Stephen Lownie, MD, FRCSC, FAANS
Professor, Departments of Clinical Neurological Sciences,
Medical Imaging, and Otolaryngology-Head and Neck Surgery,
Western University/London Health Sciences Centre
London, Ontario
Stephen Lownie obtained his medical degree at Dalhousie University followed by neurosurgical residency training at Western University. Subsequent education included a two-year fellowship in diagnostic and interventional Neuroradiology at UWO followed by a one-year neurointerventional fellowship at the University of California, Los Angeles. He is a Neurosurgeon and Neurointerventionalist with a primary interest in vascular diseases of the brain and spine. He is currently Professor in the Departments of Clinical Neurological Sciences, Medical Imaging and Otolaryngology-Head and Neck Surgery at Western University and London Health Sciences Centre (LHSC), London, Ontario. He served as Chief of the Division of Neurosurgery from 2000 to 2005 and also served as Co-Chair / Co-Chief of the Department of Clinical Neurological Sciences from 2000 to 2010. He has been a staff neurosurgeon and neurointerventionalist at LHSC since 1992.

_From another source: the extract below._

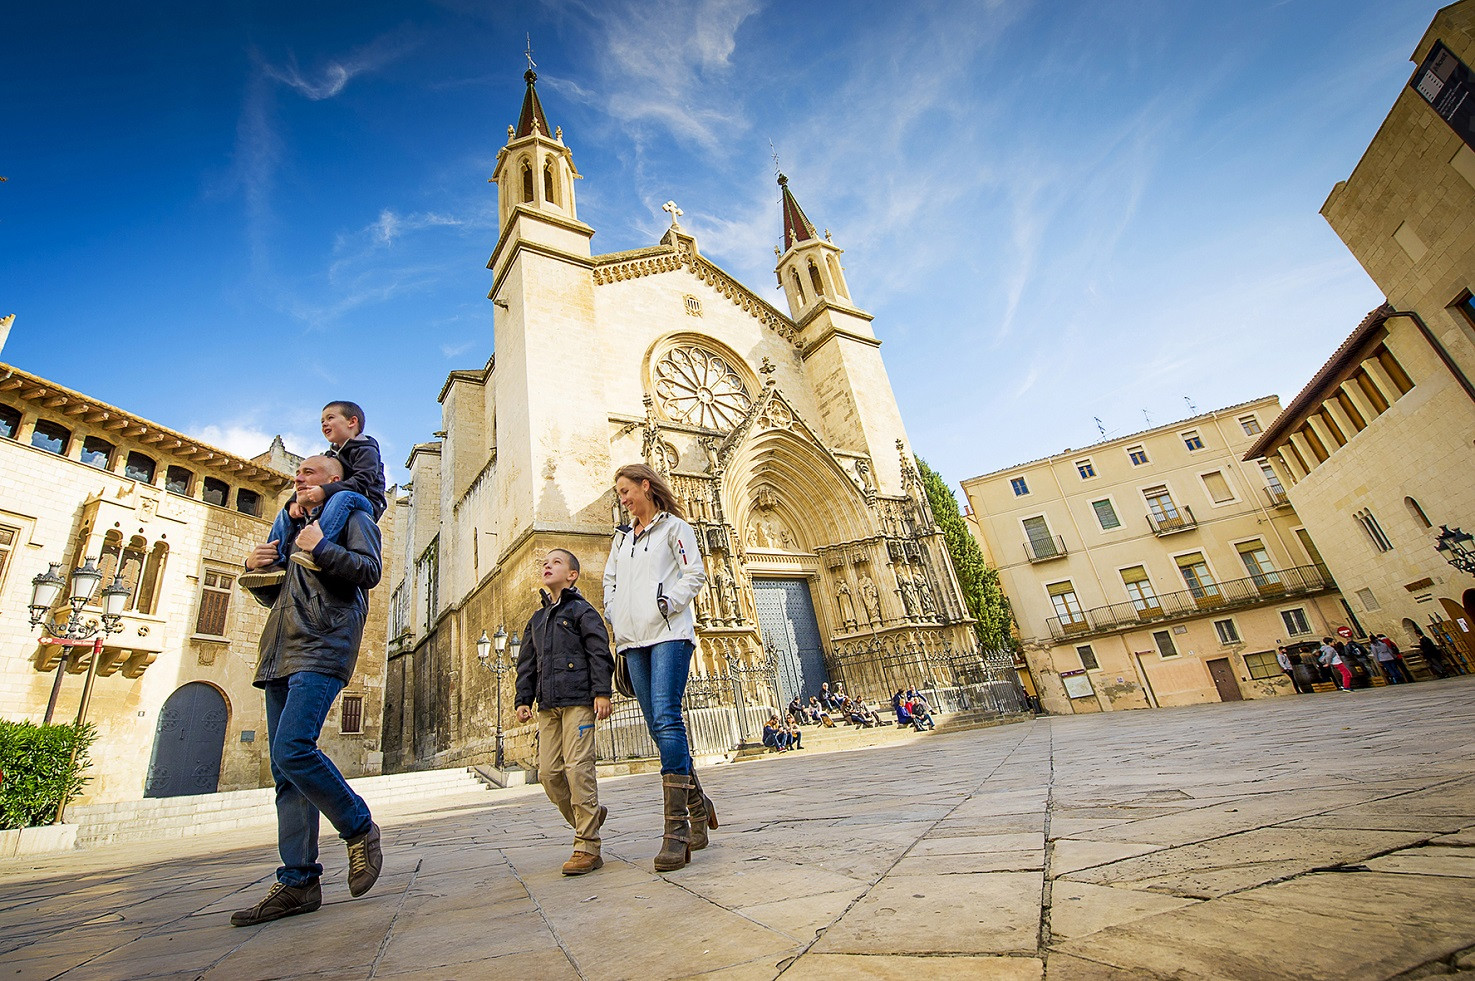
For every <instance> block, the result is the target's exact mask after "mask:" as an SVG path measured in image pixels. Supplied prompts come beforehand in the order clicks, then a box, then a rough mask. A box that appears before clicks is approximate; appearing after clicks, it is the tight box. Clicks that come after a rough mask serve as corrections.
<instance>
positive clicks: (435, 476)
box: [385, 71, 976, 769]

CS Simpson, MD, FRCPC, FACC, FHRS, FCCS, FCAHS
Vice-Dean (Clinical), School of Medicine
Professor, Division of Cardiology (Heart Rhythm Service)
Queen's University
Kingston, Ontario
2014-15 President, Canadian Medical Association (CMA)
Dr. Simpson obtained his MD in 1992 from Dalhousie University. He subsequently completed internal medicine and cardiology training at Queen's University in Kingston and then a Heart and Stroke Foundation Clinical and Research Fellowship in Cardiac Electrophysiology at the University of Western Ontario, under the supervision of Dr. George Klein. After returning to Kingston in 1999, he founded the Heart Rhythm Program at Kingston General Hospital, establishing catheter ablation and implantable defibrillator programs. From 2006-2016 he served as Professor and Head of Cardiology at Queen's University, as well as Medical Director of the Cardiac Programs at Kingston General Hospital/Hotel Dieu Hospital. Currently, he is Vice-Dean (Clinical) and Medical Director of the Southeastern Ontario Academic Medical Organization (SEAMO) in the Queen's School of Medicine. He sits on numerous editorial boards and advisory committees and has chaired or been a member of several national and international consensus conferences. He is an author or co-author of over 350 peer-reviewed papers and abstracts.